La rigidité des salaires a été examinée sous plusieurs angles. Premièrement, il apparaît que les salaires sont révisés moins fréquemment que les prix, et souvent à intervalles fixes plutôt qu’en réponse à des modifications de l’environnement économique.

Deuxièmement, les entreprises montrent une forte réticence à baisser les salaires, ce
qui peut mener à un gel des salaires. Ce phénomène est particulièrement présent lors de la dernière crise économique. Troisièmement, lorsque les entreprises sont affectées par des chocs négatifs, les salaires ne jouent qu’un rôle marginal dans l’ajustement des coûts. Cette observation s’est vérifiée lors de la dernière crise. Enfin, les ajustements à la baisse affectent rarement le salaire de base, même pour les nouveaux engagés. Ils touchent plutôt la composante variable.

En matière de rigidité des salaires, il est important d'opérer une distinction entre rigidité nominale et rigidité réelle. La première permet une certaine adaptabilité des salaires réels par le biais de l'inflation des prix. Cette marge de manœuvre relative disparaît lorsque la rigidité est réelle. L'émergence d'une rigidité réelle des salaires est favorisée entre autres par le degré de protection des travailleurs, le niveau des revenus de remplacement, la centralisation des négociations salariales, l'indexation des salaires à l'inflation des prix et le manque de concurrence sur le marché des biens. Plus la rigidité à la baisse des salaires réels est importante, plus les entreprises confrontées à des chocs négatifs réagissent en adaptant leur effectif. Pour ce faire, elles réduisent le nombre de salariés réguliers mais recourent également comme marge d’ajustement au personnel temporaire et à la réduction du temps de travail. Cette dernière a été particulièrement utilisée lors de la dernière crise, avec le soutien des autorités publiques.

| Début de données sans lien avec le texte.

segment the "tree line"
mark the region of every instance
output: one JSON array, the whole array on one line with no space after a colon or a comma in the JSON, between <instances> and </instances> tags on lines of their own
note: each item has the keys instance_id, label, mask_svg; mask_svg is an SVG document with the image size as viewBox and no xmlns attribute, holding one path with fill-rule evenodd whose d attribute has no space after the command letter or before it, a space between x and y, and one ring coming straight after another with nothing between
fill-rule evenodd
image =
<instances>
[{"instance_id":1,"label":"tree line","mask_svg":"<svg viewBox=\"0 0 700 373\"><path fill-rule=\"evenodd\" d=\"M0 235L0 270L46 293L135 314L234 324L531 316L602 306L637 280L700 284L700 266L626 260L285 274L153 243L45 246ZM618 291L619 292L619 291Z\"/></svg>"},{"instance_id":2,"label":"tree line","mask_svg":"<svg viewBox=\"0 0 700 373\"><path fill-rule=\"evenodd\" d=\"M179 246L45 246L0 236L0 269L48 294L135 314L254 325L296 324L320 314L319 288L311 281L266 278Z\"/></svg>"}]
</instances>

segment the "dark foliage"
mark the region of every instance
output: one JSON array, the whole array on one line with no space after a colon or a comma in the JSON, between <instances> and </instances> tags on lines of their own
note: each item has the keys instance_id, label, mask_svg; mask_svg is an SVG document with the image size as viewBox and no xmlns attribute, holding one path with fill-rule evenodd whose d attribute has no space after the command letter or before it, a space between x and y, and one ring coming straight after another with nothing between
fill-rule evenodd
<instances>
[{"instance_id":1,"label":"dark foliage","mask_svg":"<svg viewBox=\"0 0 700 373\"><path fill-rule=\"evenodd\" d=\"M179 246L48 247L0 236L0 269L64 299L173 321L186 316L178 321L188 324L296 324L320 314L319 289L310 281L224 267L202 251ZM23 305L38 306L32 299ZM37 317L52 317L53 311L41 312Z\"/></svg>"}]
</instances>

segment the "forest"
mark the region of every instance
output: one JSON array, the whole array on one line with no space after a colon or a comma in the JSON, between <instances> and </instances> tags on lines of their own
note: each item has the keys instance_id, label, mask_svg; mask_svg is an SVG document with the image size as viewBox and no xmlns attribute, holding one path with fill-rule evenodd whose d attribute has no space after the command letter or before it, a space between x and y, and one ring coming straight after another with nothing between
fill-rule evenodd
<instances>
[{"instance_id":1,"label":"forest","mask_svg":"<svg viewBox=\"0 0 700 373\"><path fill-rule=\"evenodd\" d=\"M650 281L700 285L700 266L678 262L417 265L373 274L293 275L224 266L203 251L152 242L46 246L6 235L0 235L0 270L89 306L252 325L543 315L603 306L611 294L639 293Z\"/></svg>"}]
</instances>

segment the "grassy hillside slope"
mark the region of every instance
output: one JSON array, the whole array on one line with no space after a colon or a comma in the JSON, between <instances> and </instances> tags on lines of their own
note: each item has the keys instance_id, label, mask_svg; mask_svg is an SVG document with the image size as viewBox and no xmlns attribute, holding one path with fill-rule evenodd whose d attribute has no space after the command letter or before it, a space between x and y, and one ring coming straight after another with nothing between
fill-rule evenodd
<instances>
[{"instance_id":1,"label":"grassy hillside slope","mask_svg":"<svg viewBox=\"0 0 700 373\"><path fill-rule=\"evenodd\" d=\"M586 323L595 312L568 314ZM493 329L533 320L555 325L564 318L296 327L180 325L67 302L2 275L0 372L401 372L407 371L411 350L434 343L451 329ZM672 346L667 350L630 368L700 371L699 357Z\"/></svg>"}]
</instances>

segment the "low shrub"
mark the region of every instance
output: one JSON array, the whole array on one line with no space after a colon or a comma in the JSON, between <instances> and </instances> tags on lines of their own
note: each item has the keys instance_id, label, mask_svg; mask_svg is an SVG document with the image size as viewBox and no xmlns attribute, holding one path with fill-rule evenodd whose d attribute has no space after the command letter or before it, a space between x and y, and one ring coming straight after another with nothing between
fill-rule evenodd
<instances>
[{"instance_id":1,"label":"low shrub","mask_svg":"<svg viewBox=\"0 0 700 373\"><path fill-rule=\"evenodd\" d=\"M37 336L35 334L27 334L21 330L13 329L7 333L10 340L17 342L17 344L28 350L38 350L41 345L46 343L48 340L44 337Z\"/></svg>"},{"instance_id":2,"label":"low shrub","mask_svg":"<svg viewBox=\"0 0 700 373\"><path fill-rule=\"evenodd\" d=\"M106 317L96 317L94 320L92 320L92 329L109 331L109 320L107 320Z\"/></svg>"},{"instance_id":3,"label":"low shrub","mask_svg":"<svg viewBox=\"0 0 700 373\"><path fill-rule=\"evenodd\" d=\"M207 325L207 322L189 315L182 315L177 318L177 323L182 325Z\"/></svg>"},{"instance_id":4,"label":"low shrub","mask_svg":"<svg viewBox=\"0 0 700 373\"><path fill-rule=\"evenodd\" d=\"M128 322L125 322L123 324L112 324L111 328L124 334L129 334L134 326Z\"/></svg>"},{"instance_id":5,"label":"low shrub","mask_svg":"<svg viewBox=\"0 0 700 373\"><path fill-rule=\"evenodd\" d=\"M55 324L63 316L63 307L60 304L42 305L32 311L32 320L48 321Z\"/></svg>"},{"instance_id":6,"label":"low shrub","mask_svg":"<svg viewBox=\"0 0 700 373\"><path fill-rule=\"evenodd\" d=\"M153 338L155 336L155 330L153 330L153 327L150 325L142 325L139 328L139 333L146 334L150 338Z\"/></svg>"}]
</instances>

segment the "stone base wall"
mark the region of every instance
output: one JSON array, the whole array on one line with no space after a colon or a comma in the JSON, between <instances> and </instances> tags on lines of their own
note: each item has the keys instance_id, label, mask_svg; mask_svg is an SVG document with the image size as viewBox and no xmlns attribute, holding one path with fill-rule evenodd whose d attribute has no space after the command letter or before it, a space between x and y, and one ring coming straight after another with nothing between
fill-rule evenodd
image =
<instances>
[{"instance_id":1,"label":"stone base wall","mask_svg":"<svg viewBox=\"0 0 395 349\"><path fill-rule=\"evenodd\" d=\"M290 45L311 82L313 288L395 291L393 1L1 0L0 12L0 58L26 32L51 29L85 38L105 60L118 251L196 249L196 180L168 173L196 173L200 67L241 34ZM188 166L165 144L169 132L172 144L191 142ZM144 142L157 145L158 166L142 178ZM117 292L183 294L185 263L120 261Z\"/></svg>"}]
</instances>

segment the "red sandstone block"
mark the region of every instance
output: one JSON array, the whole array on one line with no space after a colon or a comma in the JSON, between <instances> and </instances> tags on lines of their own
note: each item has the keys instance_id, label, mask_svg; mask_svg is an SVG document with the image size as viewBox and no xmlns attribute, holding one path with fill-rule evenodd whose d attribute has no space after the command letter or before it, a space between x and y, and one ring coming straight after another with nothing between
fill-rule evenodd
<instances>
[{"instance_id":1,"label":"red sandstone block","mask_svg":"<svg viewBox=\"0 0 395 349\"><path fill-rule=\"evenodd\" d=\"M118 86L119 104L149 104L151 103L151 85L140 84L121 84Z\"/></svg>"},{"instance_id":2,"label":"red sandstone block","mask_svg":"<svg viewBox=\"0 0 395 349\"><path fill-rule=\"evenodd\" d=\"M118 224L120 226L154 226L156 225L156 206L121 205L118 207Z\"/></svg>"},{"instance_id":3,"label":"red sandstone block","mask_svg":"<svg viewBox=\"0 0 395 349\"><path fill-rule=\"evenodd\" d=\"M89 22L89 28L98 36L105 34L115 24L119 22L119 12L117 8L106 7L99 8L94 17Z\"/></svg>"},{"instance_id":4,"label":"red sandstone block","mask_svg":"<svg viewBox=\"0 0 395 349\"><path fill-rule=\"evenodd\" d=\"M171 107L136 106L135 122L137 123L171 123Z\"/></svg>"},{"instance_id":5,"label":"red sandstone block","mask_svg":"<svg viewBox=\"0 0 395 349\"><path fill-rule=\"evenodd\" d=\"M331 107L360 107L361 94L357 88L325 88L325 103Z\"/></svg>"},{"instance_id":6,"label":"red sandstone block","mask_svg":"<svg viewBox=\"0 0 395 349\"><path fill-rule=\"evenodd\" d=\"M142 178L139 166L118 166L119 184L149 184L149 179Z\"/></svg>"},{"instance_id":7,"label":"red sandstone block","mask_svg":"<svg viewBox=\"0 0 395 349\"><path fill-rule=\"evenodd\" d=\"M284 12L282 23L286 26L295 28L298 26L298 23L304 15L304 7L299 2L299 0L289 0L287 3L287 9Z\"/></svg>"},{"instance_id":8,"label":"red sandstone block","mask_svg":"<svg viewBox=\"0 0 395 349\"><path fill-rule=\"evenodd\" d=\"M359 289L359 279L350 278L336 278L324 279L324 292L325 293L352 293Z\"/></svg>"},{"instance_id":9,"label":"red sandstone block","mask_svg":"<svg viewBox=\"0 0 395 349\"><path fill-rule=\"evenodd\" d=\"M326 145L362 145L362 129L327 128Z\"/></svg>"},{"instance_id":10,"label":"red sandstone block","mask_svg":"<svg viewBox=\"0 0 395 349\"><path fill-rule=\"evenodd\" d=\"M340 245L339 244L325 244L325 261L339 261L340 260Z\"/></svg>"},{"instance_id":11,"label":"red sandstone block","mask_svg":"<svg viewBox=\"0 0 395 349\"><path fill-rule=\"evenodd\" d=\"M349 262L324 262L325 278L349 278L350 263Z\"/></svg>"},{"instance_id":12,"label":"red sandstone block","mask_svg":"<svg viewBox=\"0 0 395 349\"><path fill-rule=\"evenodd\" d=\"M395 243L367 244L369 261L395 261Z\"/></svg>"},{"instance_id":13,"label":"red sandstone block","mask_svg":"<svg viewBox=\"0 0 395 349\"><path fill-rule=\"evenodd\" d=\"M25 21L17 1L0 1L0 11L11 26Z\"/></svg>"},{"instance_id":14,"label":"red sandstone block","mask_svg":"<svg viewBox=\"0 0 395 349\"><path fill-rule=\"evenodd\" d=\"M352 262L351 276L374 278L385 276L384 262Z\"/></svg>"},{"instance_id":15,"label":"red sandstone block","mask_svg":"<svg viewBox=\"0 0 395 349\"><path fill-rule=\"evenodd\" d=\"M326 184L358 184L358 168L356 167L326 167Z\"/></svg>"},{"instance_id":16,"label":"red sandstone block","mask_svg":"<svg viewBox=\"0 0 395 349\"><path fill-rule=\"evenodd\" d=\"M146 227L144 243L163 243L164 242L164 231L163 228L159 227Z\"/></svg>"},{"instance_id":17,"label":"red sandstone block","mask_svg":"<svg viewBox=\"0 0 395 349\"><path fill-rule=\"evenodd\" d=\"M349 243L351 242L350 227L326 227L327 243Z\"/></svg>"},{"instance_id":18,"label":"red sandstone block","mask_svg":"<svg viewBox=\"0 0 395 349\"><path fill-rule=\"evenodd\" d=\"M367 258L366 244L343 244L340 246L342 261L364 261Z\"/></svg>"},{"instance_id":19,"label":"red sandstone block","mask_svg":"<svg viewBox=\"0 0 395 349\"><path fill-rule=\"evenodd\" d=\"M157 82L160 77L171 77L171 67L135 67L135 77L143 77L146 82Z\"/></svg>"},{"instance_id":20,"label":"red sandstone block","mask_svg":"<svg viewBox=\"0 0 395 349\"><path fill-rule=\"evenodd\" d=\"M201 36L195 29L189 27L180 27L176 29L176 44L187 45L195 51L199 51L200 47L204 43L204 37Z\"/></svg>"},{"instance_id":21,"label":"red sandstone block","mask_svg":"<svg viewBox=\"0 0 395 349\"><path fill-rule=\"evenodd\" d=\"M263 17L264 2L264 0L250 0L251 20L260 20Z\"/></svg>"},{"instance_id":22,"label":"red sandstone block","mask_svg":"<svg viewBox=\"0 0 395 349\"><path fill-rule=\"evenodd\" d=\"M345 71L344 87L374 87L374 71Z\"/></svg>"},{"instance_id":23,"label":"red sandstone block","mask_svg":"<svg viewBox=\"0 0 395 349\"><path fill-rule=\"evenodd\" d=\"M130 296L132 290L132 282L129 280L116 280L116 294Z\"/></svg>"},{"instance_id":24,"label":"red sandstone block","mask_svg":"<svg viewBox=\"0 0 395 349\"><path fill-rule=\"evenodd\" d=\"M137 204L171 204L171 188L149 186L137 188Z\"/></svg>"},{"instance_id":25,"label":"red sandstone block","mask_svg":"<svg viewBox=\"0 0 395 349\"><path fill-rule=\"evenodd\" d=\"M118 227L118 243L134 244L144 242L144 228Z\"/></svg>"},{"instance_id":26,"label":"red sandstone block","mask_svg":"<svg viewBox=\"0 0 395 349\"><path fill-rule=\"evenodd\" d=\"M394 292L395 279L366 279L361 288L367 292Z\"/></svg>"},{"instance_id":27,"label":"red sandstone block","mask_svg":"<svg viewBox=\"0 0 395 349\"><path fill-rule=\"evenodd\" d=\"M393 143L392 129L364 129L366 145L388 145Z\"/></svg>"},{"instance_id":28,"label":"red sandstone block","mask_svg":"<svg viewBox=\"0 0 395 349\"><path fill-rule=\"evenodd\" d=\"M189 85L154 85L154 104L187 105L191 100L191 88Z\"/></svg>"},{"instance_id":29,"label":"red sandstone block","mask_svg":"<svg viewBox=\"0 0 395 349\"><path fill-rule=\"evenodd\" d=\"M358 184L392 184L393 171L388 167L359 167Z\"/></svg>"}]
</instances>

La zone euro est caractérisée par une rigidité à la baisse des salaires réels plutôt que des salaires nominaux.

Les résultats des recherches menées dans le cadre du WDN permettent de formuler un certain nombre d’implications pour la politique monétaire. Tout d'abord, la rigidité des salaires réels rend la conduite de la politique monétaire plus complexe dans la mesure où elle entraîne de plus grandes fluctuations de l’output et de l’emploi, et rend l’inflation plus persistante. Ensuite, le taux d’inflation optimal est d’autant plus bas que les salaires réels sont rigides à la baisse. Ceci implique un objectif d’inflation peu élevé pour la zone euro en général, en accord avec l’objectif d’inflation de la BCE légèrement en-deçà de 2 p.c.. Enfin, la recherche montre également que dans une union monétaire, les pays caractérisés par une plus forte rigidité des salaires réels subissent une perte de compétitivité en cas de chocs négatifs sur la productivité. De façon générale, les institutions salariales jouent un rôle important dans la façon dont les entreprises et les économies réagissent aux chocs. Les différences institutionnelles entre pays de la zone euro constituent dès lors un défi pour la politique monétaire, une difficulté qui ira croissant à chaque élargissement de la zone. Tout ceci met en évidence le besoin de réformes des marchés du travail dans une perspective d'harmonisation et de plus grande flexibilité. Leur mise en œuvre devra toutefois être menée dans une perspective globale en opérant de délicats arbitrages entre allocation optimale des ressources et protection sociale.